The once-foul Illinois River is cleaner. Pollution-tolerant goldfish and carp made up 61 percent of all fish surveyed in 1963, but less than 6 percent in 1992. Other species, including more native species, have taken their place. Dramatically fewer fish have the sores and eroded fins typical of severe pollution exposure. Sediment cores used to track pollution history confirm the biological evidence: lead levels in river water, for example, peaked in the late 1960s and have since declined by about half.

Strangely, these days the left is feeding the right its lines.

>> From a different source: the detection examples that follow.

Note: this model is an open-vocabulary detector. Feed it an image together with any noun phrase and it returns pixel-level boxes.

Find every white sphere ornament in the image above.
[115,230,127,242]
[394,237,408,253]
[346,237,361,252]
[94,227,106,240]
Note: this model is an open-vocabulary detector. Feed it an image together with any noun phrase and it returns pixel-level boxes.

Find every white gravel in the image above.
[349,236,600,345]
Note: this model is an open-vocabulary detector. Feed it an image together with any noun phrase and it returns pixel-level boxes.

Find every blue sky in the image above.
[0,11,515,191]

Vice President Al Gore introduced a new edition of Silent Spring last year by writing that “the environmental crisis has grown worse, not better” since Rachel Carson’s landmark book was first published in 1962. (Gee, Al, if that’s really all the good we’ve gotten from 100-some relevant laws, why not repeal them?) In the June issue of the Progressive Review Richard Grossman of the Program on Corporations, Law & Democracy claims that past environmental struggles have achieved only the passage of “laws which legalized the poisoning of the air and water.” Moving from the dubious to the demented at a recent Utne Reader forum in New York City, author Kirkpatrick Sale declared that industrial civilization “is leading the world to the verge of ecocide, the final extinction of surface life as we know it,” then proceeded to smash a computer onstage.